Square Root of 1226

The square root is the inverse of the square of the number. 1226 is not a perfect square. The square root of 1226 is expressed in both radical and exponential form. In the radical form, it is expressed as √1226, whereas (1226)^(1/2) in the exponential form. √1226 ≈ 35.01428, which is an irrational number because it cannot be expressed in the form of p/q, where p and q are integers and q ≠ 0.

The prime factorization method is used for perfect square numbers. However, the prime factorization method is not used for non-perfect square numbers where long-division method and approximation method are used.

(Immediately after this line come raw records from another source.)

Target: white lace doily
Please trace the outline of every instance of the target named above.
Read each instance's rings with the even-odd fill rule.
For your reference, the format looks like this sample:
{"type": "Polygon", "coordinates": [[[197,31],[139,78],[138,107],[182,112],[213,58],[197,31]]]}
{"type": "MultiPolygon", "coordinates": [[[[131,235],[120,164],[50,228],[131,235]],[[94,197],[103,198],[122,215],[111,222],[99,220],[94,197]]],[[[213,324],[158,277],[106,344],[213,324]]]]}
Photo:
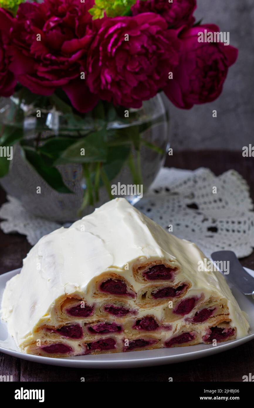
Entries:
{"type": "MultiPolygon", "coordinates": [[[[233,170],[216,177],[207,169],[164,168],[135,206],[167,231],[171,225],[172,233],[195,242],[208,257],[226,249],[242,257],[254,247],[254,206],[249,189],[233,170]]],[[[4,233],[24,234],[34,245],[62,226],[31,215],[16,199],[7,198],[0,209],[4,233]]]]}

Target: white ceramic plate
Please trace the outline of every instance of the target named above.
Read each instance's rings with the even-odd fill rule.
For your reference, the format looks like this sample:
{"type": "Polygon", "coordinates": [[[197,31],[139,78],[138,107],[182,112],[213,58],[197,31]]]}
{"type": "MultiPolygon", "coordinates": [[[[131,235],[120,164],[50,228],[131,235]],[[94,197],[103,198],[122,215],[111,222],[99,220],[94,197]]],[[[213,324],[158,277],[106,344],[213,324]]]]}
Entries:
{"type": "MultiPolygon", "coordinates": [[[[254,271],[247,268],[245,270],[254,277],[254,271]]],[[[6,282],[19,273],[20,271],[20,269],[16,269],[0,275],[0,304],[6,282]]],[[[246,337],[238,340],[219,343],[216,347],[211,344],[201,344],[185,347],[160,348],[112,354],[78,356],[64,359],[41,357],[24,354],[18,351],[14,339],[8,336],[7,324],[0,320],[0,351],[14,357],[36,363],[87,368],[124,368],[159,366],[194,360],[221,353],[254,339],[254,301],[251,297],[243,295],[231,284],[230,281],[228,281],[228,283],[240,308],[249,315],[250,326],[249,334],[246,337]]]]}

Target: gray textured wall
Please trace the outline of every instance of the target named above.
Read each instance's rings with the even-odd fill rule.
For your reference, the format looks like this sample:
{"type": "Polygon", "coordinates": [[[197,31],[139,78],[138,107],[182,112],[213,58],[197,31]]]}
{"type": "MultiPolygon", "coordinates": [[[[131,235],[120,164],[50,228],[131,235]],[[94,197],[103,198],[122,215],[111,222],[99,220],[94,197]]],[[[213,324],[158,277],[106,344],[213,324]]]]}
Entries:
{"type": "Polygon", "coordinates": [[[172,146],[176,150],[229,149],[254,144],[254,0],[197,0],[197,20],[229,31],[239,50],[219,98],[211,103],[179,109],[167,102],[172,146]],[[217,118],[212,112],[216,109],[217,118]]]}

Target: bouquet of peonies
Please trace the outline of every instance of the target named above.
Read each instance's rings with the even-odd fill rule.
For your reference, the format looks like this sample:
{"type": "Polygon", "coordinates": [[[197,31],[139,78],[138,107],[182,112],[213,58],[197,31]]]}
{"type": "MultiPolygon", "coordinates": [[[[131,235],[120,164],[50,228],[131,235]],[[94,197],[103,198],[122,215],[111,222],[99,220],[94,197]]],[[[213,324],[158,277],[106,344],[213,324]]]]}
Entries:
{"type": "MultiPolygon", "coordinates": [[[[36,101],[68,114],[71,109],[77,120],[91,112],[99,118],[102,109],[105,119],[110,110],[139,108],[161,91],[179,108],[212,101],[237,58],[230,45],[198,40],[199,33],[219,30],[195,24],[196,0],[0,0],[0,95],[18,95],[20,107],[36,101]]],[[[33,147],[22,132],[3,125],[0,144],[20,142],[49,184],[67,193],[55,164],[68,162],[68,149],[73,151],[73,144],[80,146],[84,136],[52,146],[54,160],[44,162],[50,177],[39,168],[46,154],[41,141],[33,147]]],[[[48,159],[50,149],[49,144],[48,159]]],[[[100,156],[95,161],[104,162],[100,156]]],[[[9,162],[0,162],[3,176],[9,162]]]]}

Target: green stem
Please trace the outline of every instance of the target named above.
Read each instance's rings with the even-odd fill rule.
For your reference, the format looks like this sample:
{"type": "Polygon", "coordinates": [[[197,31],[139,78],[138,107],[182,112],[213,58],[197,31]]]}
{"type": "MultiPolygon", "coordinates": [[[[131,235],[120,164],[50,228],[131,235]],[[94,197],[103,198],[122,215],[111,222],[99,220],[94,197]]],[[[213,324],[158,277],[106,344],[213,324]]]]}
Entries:
{"type": "Polygon", "coordinates": [[[102,167],[101,169],[101,177],[107,190],[108,197],[110,200],[113,200],[114,197],[111,194],[111,186],[110,185],[108,176],[103,167],[102,167]]]}
{"type": "Polygon", "coordinates": [[[131,173],[131,175],[132,175],[133,183],[134,184],[138,184],[138,177],[136,171],[135,164],[133,160],[133,156],[132,153],[130,153],[129,155],[128,160],[128,163],[129,168],[130,171],[130,173],[131,173]]]}
{"type": "Polygon", "coordinates": [[[102,165],[100,163],[96,163],[95,176],[94,182],[94,190],[95,196],[95,202],[99,201],[99,179],[102,165]]]}
{"type": "Polygon", "coordinates": [[[153,144],[152,143],[150,143],[149,142],[147,142],[144,139],[141,139],[141,142],[146,147],[151,149],[151,150],[153,150],[154,151],[156,152],[157,153],[159,153],[159,154],[164,155],[165,153],[165,152],[163,149],[161,149],[160,147],[158,147],[158,146],[153,144]]]}
{"type": "Polygon", "coordinates": [[[137,155],[137,174],[139,177],[139,184],[143,184],[143,177],[142,177],[142,169],[141,168],[141,160],[140,158],[140,151],[136,150],[136,154],[137,155]]]}
{"type": "Polygon", "coordinates": [[[89,203],[89,194],[88,192],[88,190],[86,189],[84,192],[84,197],[83,198],[83,201],[82,202],[82,204],[79,210],[77,212],[78,217],[81,217],[82,216],[82,212],[84,208],[86,208],[87,205],[88,205],[89,203]]]}
{"type": "Polygon", "coordinates": [[[93,184],[91,181],[91,174],[89,166],[87,163],[84,163],[82,165],[83,172],[86,178],[86,188],[88,191],[89,197],[88,203],[90,205],[93,205],[94,200],[93,194],[93,184]]]}

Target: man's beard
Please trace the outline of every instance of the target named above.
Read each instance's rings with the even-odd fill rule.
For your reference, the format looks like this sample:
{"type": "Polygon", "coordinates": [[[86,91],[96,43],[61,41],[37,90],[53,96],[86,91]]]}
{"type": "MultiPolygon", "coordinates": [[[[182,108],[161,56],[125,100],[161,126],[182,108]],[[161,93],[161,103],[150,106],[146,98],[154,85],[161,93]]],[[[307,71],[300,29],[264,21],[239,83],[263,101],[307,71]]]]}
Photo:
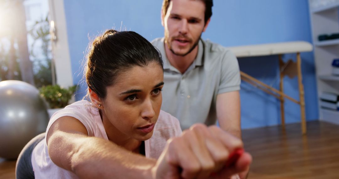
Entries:
{"type": "Polygon", "coordinates": [[[192,51],[194,49],[195,47],[197,46],[197,45],[198,45],[198,44],[199,43],[199,40],[200,40],[200,38],[201,38],[201,34],[200,34],[200,36],[199,36],[199,38],[197,39],[197,41],[194,42],[194,43],[193,44],[193,46],[192,46],[192,47],[190,49],[190,50],[187,52],[183,54],[178,54],[177,53],[176,53],[175,52],[174,52],[174,51],[173,48],[172,48],[172,46],[171,45],[171,44],[170,44],[170,41],[168,40],[168,35],[167,36],[167,37],[166,37],[166,35],[165,35],[165,41],[166,42],[166,43],[167,44],[167,46],[168,47],[168,48],[170,48],[170,50],[172,52],[172,53],[173,53],[174,54],[176,55],[177,55],[178,56],[181,56],[182,57],[184,57],[185,56],[186,56],[187,54],[189,54],[190,53],[191,53],[191,52],[192,52],[192,51]]]}

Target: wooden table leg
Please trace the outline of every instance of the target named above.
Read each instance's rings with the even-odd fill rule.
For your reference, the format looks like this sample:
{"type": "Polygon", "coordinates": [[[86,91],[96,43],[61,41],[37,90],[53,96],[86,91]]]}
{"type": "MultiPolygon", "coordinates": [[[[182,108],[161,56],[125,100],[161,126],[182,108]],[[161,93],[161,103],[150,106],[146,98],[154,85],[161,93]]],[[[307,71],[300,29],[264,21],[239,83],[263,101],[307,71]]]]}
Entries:
{"type": "Polygon", "coordinates": [[[300,98],[300,113],[301,116],[301,131],[303,134],[306,134],[306,120],[305,119],[305,99],[304,86],[302,84],[302,76],[301,75],[301,59],[300,53],[297,53],[297,66],[298,71],[298,82],[299,87],[299,96],[300,98]]]}
{"type": "MultiPolygon", "coordinates": [[[[282,55],[279,55],[279,71],[280,72],[280,81],[279,82],[280,91],[282,93],[284,93],[284,75],[283,74],[283,71],[281,68],[284,66],[284,62],[282,61],[282,55]]],[[[285,108],[284,103],[285,99],[284,96],[281,95],[280,99],[280,108],[281,116],[281,126],[283,128],[285,128],[285,108]]]]}

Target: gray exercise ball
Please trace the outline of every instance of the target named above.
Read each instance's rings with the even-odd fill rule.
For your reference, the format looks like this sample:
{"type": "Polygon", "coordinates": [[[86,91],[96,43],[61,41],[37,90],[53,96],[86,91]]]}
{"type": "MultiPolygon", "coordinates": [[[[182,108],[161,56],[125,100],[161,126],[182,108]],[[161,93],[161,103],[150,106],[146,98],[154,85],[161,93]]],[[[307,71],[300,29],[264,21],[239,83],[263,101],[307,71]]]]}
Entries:
{"type": "Polygon", "coordinates": [[[0,157],[17,158],[31,139],[46,131],[49,119],[35,87],[20,81],[0,82],[0,157]]]}

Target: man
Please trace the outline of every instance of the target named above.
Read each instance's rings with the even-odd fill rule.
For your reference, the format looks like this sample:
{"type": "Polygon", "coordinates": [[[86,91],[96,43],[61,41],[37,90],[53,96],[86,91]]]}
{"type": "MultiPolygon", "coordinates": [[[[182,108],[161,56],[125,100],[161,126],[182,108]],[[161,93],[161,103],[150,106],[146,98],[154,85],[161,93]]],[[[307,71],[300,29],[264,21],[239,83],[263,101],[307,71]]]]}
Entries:
{"type": "Polygon", "coordinates": [[[240,138],[238,61],[223,47],[200,38],[212,6],[212,0],[164,1],[165,37],[152,42],[164,61],[162,109],[179,119],[183,130],[218,119],[222,128],[240,138]]]}
{"type": "MultiPolygon", "coordinates": [[[[152,43],[164,61],[161,109],[183,130],[197,122],[241,138],[240,77],[238,61],[224,47],[201,39],[211,20],[212,0],[164,0],[165,37],[152,43]]],[[[242,175],[242,178],[246,176],[242,175]]]]}

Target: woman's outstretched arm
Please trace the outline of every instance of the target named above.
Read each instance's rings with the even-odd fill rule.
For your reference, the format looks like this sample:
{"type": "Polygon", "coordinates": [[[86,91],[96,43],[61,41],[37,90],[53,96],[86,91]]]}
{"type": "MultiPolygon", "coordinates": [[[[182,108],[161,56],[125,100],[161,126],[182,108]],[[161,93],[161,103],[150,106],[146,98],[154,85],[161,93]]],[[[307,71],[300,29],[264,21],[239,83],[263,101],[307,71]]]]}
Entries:
{"type": "Polygon", "coordinates": [[[80,178],[149,179],[156,162],[109,141],[88,137],[83,124],[69,116],[52,125],[46,140],[53,162],[80,178]]]}

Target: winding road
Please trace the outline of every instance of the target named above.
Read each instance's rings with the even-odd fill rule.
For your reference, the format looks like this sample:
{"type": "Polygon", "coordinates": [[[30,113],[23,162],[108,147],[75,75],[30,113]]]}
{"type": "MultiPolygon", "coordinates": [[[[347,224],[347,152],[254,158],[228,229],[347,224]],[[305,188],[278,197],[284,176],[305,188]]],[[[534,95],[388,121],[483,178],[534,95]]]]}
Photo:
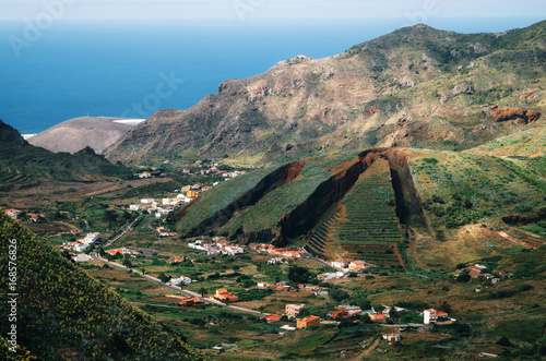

Let us now learn the following methods:

• Prime factorization method
• Long division method
• Approximation method

The product of prime factors is the prime factorization of a number. Now let us look at how 1226 is broken down into its prime factors.

Step 1: Finding the prime factors of 1226 Breaking it down, we get 2 × 613

Step 2: Now we found out the prime factors of 1226. Since 1226 is not a perfect square, calculating √1226 using prime factorization directly is not feasible.

The long division method is particularly used for non-perfect square numbers. Let us now learn how to find the square root using the long division method, step by step.

Step 1: To begin with, we need to group the numbers from right to left. In the case of 1226, we need to group it as 26 and 12.

Step 2: Find n whose square is less than or equal to 12. We can say n as 3 because 3 × 3 = 9 is less than 12. Now the quotient is 3 after subtracting 9 from 12, the remainder is 3.

Step 3: Bring down 26, making it the new dividend, 326. Add the old divisor with the same number 3 + 3 = 6, which will be our new divisor.

Step 4: The new divisor will be 6n (where n is part of the quotient). We find n such that 6n × n ≤ 326. Step 5: Let n = 5, then 65 × 5 = 325.

Step 6: Subtract 325 from 326, the difference is 1, and the quotient is 35.

Step 7: Since the dividend is smaller than the divisor, we need to add a decimal point. Adding the decimal point allows us to add two zeroes to the dividend. Now the new dividend is 100.

Step 8: Calculate the new divisor, 700, by adding a decimal number to the quotient and repeating the steps to get more decimal places.

So the square root of √1226 is approximately 35.01.

The approximation method is another method for finding square roots. It is an easy method to find the square root of a given number. Now let us learn how to find the square root of 1226 using the approximation method.

Step 1: Find the closest perfect squares to √1226. The smallest perfect square less than 1226 is 1225, and the largest perfect square greater than 1226 is 1296. √1226 falls between 35 and 36.

Step 2: Apply the formula: (Given number - smallest perfect square) / (Greater perfect square - smallest perfect square) Using the formula: (1226 - 1225) / (1296 - 1225) ≈ 0.014 Adding this decimal to the smaller perfect square root gives 35 + 0.014 = 35.014, so the square root of 1226 is approximately 35.014.

• Square root: A square root is the inverse of a square. For example, 4² = 16, and the inverse of the square is the square root, √16 = 4.
   
• Irrational number: An irrational number is a number that cannot be expressed in the form of p/q, where q is not equal to zero and p and q are integers.
   
• Principal square root: A number has both positive and negative square roots, but the positive square root is commonly used, known as the principal square root.
   
• Prime factorization: Prime factorization is expressing a number as the product of its prime factors.
   
• Long division method: A method used to find the square root of non-perfect squares through a systematic division process.